Quero despertar o Verbo Eterno de Deus em todos os que andam sobrecarregados e oprimidos para que, através da minha humilde pessoa, Ele possa dizer-lhes: «Vinde a mim vós todos que andais sobrecarregados que eu vos aliviarei» (Mt.11,28).
Vejo nestas palavras do saudoso Papa João Paulo II as linhas força do meu programa de vida episcopal.
Tal como Salomão, imploro de Deus a verdadeira Sabedoria e Inteligência (cfr. 2Cron. 1,10) para poder discernir a vontade de Deus presente nos Sinais dos Tempos.

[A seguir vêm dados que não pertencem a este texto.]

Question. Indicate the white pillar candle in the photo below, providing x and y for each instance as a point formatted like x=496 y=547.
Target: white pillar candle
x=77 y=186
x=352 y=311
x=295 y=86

Tenho a graça de celebrar a minha ordenação episcopal no início do ano Paulino. É graça, incentivo e missão. Tal como Paulo, no início da Igreja, fiel ao chamamento divino, soube rasgar novos horizontes na caminhada cristã e interpelar sabiamente, com os dinamismo do Evangelho, as culturas dominantes de então, imploro o seu auxílio para que me assista na obra evangelizadora da Igreja, que é de sempre na fidelidade ao único Salvador Jesus Cristo, mas que se quer sempre renovada nos seus métodos, no seu ardor e no seu ímpeto.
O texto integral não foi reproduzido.